At the time around 60% of our business was being done in the US and I have a firm belief that if you are going to be good developers and product managers you have to be iterating in short cycles and agile development technology depends on that. I felt I couldn’t do that from Bangalore. There wasn’t a big domestic market of customers there and the infrastructure in place there wasn’t equivalent to the US.
How did you reshape the company to cope with the collapsing economy?
One of the things I knew we needed to do was monetise the software and the technology. Before we would give it away for free and hope that people would connect on the network and we’d get paid for it. We’re starting to see q/q growth on revenue that is software related.
One of the things I would have expected coming into the job is that Wi-Fi would become less relevant with the likes of 3G, 4G and LTE handling a lot more. But it’s very clear now that carriers can’t do it all in the sky; you can’t generate all your internet activity from cellular networks. So suddenly Wi-Fi around the world is experiencing a renaissance. It’s exciting because we’re in the middle of it. It’s something our technology and platform has helped us have a role in but it’s not something I’d have bet on.

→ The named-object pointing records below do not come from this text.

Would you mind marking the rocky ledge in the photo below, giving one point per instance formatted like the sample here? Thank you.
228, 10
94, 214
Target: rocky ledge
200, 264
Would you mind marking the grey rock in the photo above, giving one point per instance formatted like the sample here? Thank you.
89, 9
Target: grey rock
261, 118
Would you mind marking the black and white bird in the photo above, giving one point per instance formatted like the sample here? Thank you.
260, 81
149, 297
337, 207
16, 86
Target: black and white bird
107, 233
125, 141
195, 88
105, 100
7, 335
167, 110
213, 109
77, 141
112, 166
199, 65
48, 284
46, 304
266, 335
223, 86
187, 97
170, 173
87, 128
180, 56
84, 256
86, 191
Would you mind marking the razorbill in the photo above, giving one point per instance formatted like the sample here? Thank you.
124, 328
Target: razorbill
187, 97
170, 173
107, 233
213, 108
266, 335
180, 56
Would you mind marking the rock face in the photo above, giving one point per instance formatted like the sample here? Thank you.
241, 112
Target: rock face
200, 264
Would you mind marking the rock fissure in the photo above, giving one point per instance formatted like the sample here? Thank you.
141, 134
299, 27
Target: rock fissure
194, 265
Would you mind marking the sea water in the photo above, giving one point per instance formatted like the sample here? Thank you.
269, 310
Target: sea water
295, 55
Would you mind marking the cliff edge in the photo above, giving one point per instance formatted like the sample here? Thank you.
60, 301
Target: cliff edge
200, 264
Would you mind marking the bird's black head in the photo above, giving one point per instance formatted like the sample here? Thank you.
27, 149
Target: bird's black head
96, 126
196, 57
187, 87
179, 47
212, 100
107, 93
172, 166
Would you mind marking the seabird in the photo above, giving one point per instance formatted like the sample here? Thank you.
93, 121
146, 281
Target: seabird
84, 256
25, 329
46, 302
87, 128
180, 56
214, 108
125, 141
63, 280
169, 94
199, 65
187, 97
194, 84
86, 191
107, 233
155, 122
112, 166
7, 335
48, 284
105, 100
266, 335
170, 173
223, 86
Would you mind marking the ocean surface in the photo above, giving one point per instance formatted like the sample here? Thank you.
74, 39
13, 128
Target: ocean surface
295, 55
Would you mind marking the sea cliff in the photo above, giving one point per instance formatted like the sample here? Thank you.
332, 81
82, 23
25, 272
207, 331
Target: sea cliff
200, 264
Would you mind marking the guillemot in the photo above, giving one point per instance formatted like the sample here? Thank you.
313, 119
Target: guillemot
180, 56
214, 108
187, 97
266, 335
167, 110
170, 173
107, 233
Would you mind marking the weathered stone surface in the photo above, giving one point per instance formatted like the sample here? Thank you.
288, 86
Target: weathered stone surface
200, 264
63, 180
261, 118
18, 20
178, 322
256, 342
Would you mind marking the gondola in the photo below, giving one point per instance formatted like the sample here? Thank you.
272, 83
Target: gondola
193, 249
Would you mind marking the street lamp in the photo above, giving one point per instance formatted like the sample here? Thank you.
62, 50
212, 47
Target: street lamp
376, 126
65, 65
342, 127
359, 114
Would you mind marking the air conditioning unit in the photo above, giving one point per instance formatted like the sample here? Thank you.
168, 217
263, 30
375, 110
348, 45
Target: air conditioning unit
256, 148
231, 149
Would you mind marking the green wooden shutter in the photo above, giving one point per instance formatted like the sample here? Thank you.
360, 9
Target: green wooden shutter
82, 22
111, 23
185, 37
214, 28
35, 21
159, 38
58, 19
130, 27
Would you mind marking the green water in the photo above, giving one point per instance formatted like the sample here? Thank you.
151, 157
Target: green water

We had the technology side which was subscriber management, connectivity software for smartphones and so on but what I knew was valuable was the authentication fabric. Some iPass founders came from Visa and the idea behind it was to build a Visa-like transaction system for people travelling and using dial-up. That was then applied to Wi-Fi.
Your recent big announcement seems to follow on from that – the idea of a Wi-Fi exchange for service providers so they can offer worldwide Wi-Fi services.
Yes, and what were doing is not just sell them our aggregated networking, we’re trying to sell them the clearing and billing side. So if a service provider wanted to offer worldwide Wi-Fi to a subscriber they could pick the countries they want and negotiate their own deal. We just handle the authentication. It’s a very different kind of play, much more technology-oriented rather than network-oriented.
You mentioned the consumerisation of IT earlier. How is that affecting your business, with more people using tablets and smartphones?
The average worker can now have three devices – smartphone, tablet and laptop. A device doesn’t go away, you just add to them. Between checking this and that, people are now connected all the time, for better or worse.
What’s changing everything is not how they get procured – that’s pretty obvious, people go to the store and buy them – but how applications get deployed. IT doesn’t do that anymore, really. They are getting deployed from an app store.
It’s great for us, but hard at the same time. IT is our customer. We have to struggle with that too, we have to activate them and there has to be a billing relationship. There are challenges.